I see work-life balance less as a scale and more like a pendulum that swings in one direction or another, depending on the day. I don’t romanticize balance. For me, it’s a key to staying clear-eyed about my dedication to my profession. I do not apologize for it and I do not allow myself to wallow in mom guilt. I just don’t find that to be a good use of my energy.
Working parents face constant impossible choices. My 5-year-old doesn’t always get that I can be home and not be accessible. I constantly have to work through how to make sure she doesn’t feel rejected because I’m not present, even if I am just a few feet away. That’s not easy.
But I accept that the line between work and home is extremely blurred and it’s up to me to set boundaries. I also accept how to make space for our new reality. Once in a while, that includes my little one hugging me in the middle of a Zoom call. It’s important to be human and realistic about our limitations when work is mixed up with home and there’s no physical separation. To some extent, it’s best to find reasonable ways to integrate the two realities.
What can we do in our industry about the current crisis of women leaving the workforce?
A first step is acknowledging that women are more dramatically impacted than men in this remote work world. We are expected to home school, work from home (if we have that privilege) and always be “on.” We are also dealing with limited childcare options. Ask your teammates how they are doing with empathy and open communication. The more people are honest about their needs, the better we can support them.
We also need to look at how we manage our collective time. This plays a role in how effective and efficient we can be. We need encourage breaks while we’re all struggling with chronic pressure and fatigue.
What progress has the industry made in achieving gender parity and what still needs to be done?
Gender parity looks dramatically different after 2020. Last year certainly had a negative impact on progress made over generations.
Prior to 2020, progress was most visible in the number of senior roles occupied by white women. After 2020, we see clearly that women, especially BIPOC women, have been disproportionately laid off or quit their jobs to care for children. These challenges are complex and systemic and there is no simple solution.
Companies must support and flexibility. Training is crucial to prevent bias against working mothers and shift the office culture. Communication, flexibility, empathy are core to a successful company culture right now. We have to make work sustainable, as this is most definitely not a sprint, but a marathon.
What work can still be done to address the disproportionate impact this crisis has on BIPOC women?

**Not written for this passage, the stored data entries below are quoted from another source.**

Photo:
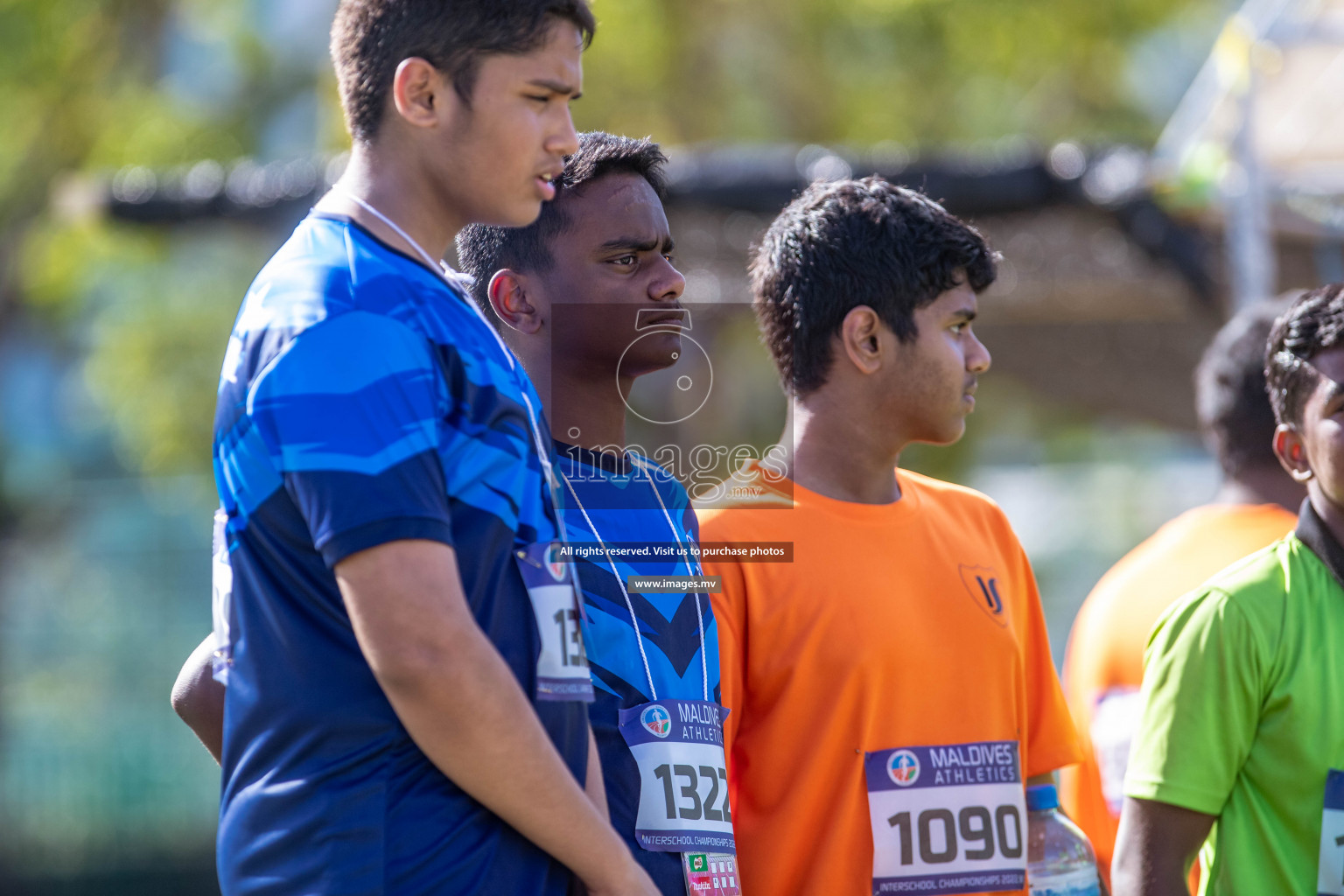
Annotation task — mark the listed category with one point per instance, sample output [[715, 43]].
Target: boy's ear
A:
[[1288, 449], [860, 333], [418, 92], [509, 300]]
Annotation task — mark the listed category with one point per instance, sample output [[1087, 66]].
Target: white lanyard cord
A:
[[629, 605], [542, 452]]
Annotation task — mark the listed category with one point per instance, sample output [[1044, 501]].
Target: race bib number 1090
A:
[[948, 820]]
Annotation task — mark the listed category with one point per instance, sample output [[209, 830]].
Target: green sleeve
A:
[[1203, 677]]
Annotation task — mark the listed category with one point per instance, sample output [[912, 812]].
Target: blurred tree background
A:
[[107, 87], [112, 333]]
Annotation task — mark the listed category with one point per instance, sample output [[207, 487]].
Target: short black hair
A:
[[483, 248], [855, 242], [1313, 324], [1230, 396], [370, 38]]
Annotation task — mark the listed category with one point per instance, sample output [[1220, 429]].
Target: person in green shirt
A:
[[1242, 732]]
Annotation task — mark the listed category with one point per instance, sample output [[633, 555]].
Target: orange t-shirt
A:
[[877, 635], [1103, 667]]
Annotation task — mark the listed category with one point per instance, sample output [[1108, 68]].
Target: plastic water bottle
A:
[[1060, 858]]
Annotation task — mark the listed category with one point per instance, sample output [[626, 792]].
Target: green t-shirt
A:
[[1243, 718]]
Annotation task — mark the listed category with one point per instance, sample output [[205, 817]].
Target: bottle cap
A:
[[1042, 797]]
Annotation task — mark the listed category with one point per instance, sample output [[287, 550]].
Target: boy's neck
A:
[[836, 454], [1263, 485], [589, 413], [394, 183]]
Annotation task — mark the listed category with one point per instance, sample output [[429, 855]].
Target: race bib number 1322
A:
[[948, 820]]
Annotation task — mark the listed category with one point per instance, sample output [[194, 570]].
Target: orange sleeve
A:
[[1051, 739], [730, 620]]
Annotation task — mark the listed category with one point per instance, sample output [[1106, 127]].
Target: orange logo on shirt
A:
[[983, 586]]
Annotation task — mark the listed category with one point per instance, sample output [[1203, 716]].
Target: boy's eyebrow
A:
[[634, 243], [556, 87]]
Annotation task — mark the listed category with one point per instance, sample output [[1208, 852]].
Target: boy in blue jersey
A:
[[394, 720], [571, 290]]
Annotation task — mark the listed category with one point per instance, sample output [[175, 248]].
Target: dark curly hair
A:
[[370, 38], [483, 248], [855, 242], [1230, 402], [1313, 324]]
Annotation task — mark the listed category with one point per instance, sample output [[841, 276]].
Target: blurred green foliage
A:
[[87, 88]]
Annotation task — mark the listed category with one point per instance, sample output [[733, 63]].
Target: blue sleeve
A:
[[350, 414]]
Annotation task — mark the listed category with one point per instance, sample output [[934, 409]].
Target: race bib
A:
[[562, 670], [677, 746], [948, 820], [711, 873], [220, 601], [1329, 870]]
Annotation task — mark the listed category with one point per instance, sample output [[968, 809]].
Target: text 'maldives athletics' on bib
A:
[[683, 775], [948, 820]]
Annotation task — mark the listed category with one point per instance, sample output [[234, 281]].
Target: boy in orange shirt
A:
[[1256, 506], [892, 690]]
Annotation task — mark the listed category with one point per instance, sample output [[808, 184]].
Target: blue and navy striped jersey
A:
[[620, 501], [361, 401]]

On top of the struggles of COVID, BIPOC women are dealing with chronic mental fatigue, frustration, sadness and anger that 2020’s highly tense climate has unearthed. We’re all feeling it, but the proximity and direct impact of these issues on BIPOC communities, especially women, cannot be taken for granted. Acknowledging this added layer of stress matters. DE&I efforts need an intersectional approach and more readily available resources.
While there are no silver bullets, perhaps the most important thing is pay equity. According to the Center for American Progress, Black women make $0.62 cents, and Latinx women make $0.54 cents, to the White man’s dollar. This disparity limits key resources like full-time child care. Addressing this would be one crucial step towards significant progress.